Ms Ademosu is one of four trainees currently part of the Inclusive Museums Traineeship Programme in Glasgow.

An equal opportunities programme, it is aimed at black and minority ethnic communities that are under-represented in Scotland's museum and heritage sector.

Those taking part will complete a 12 month placement, supported by a learning bursary, as they work towards gaining a SVQ level 3 in Museums and Galleries Practice.

The Inclusive Museum Heritage Project was developed by Next Step Initiative and is supported by the Heritage Lottery Fund.

In addition to Riverside, the Open Museum and Gallery of Modern Art in Glasgow are also participating in the scheme as is the David Livingstone Centre in nearby Blantyre.

The trainees are typically assigned duties such as hosting tours, transcribing old books and undertaking research.

Ms Ademosu – known as Bimmie – began her traineeship in June. The 34-year-old originally from Nigeria has been living in Scotland for the past five years.

"I have always wanted to work as a community engagement officer," she said. "When the opportunity came up I saw it as a stepping stone because the museum is all about bringing people from different backgrounds and communities together.

"There is a lack of awareness within the African community about the museum, so I have been working hard on helping to raise that awareness."

She has been mentored by Michelle Woods, assistant museum manager at Riverside.

"The black and minority ethnic community isn't well represented among the museum staff," said Ms Woods. "Nor is it well represented in our audience despite the fact that in many of the surrounding areas to Riverside there is a large black minority ethnic community. We wanted to try and take steps to remedy that through this programme."

Already there are some signs of making in-roads.

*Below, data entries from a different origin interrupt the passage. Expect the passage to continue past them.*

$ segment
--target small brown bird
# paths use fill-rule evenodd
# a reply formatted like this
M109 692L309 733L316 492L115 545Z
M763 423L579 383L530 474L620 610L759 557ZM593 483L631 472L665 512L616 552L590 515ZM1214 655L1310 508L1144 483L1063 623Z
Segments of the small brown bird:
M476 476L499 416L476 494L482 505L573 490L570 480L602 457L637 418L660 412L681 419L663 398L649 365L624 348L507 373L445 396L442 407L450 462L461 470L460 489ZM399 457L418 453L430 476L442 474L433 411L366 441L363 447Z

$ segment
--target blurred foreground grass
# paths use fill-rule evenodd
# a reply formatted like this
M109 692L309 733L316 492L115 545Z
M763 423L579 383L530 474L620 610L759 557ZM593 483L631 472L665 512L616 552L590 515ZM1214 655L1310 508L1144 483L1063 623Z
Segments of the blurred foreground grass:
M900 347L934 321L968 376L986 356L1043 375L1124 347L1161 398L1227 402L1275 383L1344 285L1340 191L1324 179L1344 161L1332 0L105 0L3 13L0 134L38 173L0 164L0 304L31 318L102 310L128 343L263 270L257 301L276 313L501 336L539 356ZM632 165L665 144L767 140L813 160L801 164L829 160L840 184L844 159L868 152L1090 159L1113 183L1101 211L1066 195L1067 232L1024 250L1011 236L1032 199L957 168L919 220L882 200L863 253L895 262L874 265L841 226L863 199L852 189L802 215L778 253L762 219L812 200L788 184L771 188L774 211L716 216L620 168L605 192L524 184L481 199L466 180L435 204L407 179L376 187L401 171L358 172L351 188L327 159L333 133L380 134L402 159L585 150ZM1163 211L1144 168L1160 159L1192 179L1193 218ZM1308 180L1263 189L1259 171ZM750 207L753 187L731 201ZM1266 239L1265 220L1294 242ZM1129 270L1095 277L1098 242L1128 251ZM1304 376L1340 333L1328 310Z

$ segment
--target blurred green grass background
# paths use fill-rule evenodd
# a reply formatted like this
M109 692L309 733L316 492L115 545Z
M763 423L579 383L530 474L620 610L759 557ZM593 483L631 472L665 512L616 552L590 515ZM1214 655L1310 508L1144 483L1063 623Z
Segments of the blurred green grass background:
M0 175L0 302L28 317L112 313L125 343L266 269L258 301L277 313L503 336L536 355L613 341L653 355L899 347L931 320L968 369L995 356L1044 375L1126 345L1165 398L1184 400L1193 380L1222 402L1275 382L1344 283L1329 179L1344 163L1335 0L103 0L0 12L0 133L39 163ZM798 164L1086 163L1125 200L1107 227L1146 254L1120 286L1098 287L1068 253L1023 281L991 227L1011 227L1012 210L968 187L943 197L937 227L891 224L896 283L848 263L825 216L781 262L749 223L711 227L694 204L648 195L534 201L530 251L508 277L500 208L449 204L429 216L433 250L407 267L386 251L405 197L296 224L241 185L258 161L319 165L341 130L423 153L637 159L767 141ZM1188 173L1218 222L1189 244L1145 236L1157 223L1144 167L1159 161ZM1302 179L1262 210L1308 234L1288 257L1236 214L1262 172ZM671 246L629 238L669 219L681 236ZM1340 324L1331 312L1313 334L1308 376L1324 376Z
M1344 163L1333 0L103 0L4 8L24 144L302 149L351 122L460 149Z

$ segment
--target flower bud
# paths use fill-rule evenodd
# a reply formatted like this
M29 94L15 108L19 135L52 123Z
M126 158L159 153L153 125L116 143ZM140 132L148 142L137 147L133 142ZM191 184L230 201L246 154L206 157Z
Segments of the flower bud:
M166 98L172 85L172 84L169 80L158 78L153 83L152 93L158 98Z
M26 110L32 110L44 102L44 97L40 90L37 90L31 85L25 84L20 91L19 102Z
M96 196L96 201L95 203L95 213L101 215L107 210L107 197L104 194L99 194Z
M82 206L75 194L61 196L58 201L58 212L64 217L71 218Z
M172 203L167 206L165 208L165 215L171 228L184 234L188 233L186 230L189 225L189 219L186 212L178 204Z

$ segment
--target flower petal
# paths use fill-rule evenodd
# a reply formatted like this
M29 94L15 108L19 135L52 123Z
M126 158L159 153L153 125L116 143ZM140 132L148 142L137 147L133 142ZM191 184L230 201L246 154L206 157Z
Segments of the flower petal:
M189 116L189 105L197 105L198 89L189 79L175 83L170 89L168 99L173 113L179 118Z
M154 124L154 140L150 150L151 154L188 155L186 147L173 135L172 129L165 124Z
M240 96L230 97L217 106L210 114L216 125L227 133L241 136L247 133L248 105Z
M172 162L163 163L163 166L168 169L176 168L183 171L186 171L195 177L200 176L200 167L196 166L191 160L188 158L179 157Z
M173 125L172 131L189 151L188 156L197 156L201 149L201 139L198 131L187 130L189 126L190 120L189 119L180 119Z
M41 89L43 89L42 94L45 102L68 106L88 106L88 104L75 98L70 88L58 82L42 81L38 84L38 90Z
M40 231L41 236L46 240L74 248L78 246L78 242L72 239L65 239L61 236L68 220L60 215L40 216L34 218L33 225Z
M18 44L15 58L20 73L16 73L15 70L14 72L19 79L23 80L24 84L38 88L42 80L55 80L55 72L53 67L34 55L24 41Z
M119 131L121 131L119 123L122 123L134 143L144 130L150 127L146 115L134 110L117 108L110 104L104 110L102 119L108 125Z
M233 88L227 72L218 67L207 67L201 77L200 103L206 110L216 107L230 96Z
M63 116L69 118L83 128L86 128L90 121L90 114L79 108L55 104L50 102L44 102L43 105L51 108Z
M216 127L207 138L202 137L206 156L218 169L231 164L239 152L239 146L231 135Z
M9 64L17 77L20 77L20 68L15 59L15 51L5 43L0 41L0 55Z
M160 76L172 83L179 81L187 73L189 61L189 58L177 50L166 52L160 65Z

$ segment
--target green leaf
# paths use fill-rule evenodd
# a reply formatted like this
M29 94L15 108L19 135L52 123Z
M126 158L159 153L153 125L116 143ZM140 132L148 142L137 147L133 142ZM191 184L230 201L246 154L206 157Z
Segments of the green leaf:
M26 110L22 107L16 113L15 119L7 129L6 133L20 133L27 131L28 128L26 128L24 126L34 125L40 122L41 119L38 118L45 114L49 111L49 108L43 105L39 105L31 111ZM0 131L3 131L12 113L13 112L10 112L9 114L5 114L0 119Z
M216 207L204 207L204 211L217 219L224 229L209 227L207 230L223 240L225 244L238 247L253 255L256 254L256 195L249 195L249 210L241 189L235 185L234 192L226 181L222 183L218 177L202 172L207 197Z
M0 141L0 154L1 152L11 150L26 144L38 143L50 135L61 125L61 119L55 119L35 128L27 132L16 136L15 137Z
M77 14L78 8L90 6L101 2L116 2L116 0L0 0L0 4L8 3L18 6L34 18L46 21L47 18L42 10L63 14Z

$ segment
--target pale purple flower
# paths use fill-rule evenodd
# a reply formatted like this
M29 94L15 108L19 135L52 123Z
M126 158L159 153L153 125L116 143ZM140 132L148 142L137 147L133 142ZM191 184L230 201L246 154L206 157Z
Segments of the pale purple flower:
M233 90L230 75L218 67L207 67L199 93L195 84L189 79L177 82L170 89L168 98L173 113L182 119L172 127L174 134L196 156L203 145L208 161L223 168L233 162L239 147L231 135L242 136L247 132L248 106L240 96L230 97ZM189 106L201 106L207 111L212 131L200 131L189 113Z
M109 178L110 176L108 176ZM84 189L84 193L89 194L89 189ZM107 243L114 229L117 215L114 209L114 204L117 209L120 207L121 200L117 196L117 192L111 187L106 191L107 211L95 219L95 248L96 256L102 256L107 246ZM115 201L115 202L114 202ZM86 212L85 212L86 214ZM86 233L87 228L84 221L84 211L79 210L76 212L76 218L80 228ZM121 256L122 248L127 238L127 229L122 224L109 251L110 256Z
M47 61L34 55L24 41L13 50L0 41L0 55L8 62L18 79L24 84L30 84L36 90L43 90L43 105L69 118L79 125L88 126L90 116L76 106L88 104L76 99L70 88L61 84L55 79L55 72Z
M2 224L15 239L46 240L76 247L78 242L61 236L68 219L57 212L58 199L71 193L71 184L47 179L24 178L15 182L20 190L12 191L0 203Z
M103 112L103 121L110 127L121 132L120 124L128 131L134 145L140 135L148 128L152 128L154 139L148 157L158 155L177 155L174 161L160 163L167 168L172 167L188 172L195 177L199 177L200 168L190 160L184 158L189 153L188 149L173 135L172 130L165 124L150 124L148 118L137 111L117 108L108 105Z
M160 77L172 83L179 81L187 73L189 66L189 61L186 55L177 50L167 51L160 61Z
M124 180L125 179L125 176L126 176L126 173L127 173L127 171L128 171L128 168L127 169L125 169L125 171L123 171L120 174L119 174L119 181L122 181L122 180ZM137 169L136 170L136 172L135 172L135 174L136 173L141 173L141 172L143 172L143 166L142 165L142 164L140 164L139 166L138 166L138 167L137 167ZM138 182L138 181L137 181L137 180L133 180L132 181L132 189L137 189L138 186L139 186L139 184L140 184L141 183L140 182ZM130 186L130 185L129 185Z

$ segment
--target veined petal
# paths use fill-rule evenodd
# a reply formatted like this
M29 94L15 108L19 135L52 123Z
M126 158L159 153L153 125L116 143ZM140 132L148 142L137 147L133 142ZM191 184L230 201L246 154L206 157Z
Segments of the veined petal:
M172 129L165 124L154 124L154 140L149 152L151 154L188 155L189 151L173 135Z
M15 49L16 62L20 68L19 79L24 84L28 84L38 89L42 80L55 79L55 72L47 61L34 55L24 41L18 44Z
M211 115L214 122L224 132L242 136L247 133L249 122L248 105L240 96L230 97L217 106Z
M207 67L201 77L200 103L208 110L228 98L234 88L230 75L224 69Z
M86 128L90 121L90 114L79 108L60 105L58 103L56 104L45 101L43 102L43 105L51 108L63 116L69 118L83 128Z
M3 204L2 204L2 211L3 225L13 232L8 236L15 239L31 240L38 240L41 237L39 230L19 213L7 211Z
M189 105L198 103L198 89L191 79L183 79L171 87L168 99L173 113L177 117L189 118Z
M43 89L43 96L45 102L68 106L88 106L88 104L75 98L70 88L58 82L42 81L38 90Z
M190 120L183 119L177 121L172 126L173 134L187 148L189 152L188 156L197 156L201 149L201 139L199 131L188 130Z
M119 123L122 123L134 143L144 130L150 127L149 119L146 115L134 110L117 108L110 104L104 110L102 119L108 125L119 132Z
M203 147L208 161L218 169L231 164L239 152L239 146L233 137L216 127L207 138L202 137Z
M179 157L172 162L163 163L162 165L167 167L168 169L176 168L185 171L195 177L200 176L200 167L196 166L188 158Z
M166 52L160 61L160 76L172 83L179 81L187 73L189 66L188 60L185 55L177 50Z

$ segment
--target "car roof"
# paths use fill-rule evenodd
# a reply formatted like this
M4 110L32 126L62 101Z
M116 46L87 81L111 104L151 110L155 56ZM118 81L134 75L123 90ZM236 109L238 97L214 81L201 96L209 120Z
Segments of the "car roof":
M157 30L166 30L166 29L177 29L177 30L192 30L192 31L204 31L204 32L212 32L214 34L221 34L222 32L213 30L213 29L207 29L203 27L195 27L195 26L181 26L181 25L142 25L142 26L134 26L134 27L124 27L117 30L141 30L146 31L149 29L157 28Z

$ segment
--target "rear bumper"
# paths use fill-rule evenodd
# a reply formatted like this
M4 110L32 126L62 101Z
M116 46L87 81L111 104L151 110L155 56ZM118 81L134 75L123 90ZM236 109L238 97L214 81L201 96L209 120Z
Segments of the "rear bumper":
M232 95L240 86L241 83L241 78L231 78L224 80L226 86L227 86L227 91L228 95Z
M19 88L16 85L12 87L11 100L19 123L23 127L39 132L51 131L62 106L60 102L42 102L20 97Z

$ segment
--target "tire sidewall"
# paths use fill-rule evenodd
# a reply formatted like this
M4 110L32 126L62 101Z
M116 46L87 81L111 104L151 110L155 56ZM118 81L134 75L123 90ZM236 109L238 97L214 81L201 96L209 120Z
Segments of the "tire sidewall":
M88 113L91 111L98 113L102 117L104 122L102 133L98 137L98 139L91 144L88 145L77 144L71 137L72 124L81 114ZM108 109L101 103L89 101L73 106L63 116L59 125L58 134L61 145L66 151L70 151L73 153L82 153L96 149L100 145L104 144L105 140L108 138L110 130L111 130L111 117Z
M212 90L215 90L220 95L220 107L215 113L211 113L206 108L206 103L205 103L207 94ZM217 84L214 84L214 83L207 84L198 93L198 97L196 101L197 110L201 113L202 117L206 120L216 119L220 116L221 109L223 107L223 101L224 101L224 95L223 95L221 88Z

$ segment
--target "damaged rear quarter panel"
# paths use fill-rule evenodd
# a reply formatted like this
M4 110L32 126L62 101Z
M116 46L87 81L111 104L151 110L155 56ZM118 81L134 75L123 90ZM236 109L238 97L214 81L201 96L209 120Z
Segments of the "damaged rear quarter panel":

Earlier this month, Ms Ademosu planned a weekend where she took members of the African community on a tour around the museum.

"Most of them have never been to Riverside before even though they have been in the country for as long as 10 years," she said. "They all really enjoyed it and I got lots of positive feedback."

Ms Ademosu has been working on the Riverside Museum Christmas Fair being held this weekend.

Centred on the story of the Glasgow-based showpeople community during the first and second world wars, she has helped create a script for actors taking part in a live interpretation.

"The showpeople community has such a huge history in Glasgow," said Ms Woods. "Bimmie has been finding out more about their role during the first and second world wars, such as driving lorries and helping keep morale up through entertainment.

"It is linked to objects in the museum and has been a big piece of work to put together. She has done a fantastic job."